Figure 35. Phase measurement mode

During this measurement, the Analyzer estimates continuous Time Interval and clock Period and calculates Phase as following:

Phase= 360°×((Time Interval)/Period)


Time Interval=TSCH3-TSCH1Period= TSCH2-TSCH1

Resulting Phase values are normalized to always be in the range [-180° .. 360°].

2 input signals can be measured in parallel. Minimal sample interval is 50 ns. Up to 16 million samples total can be measured in a single measurement session.

The typical measurement case is to measure the phase shift in various electronic components or systems, for example, filters or amplifiers.

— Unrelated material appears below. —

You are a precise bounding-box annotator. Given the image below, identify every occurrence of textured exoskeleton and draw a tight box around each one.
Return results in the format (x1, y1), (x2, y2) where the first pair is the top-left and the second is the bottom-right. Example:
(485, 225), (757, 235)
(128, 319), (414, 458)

In this case, the input A signal is the input signal to the filter/amplifier, and the input B signal is the output signal from the filter/amplifier. That means that the input A and B signals are typically sine waves, with exactly the same frequency per test point, and the phase should be constant with zero drift (per test point).

Another typical use case is to compare two ultra-stable signals from different sources, but with the same nominal frequency, and express their phase difference in degrees. Then the signal shape could be both sine or pulse, and there is a possibility for a small phase drift between the signals.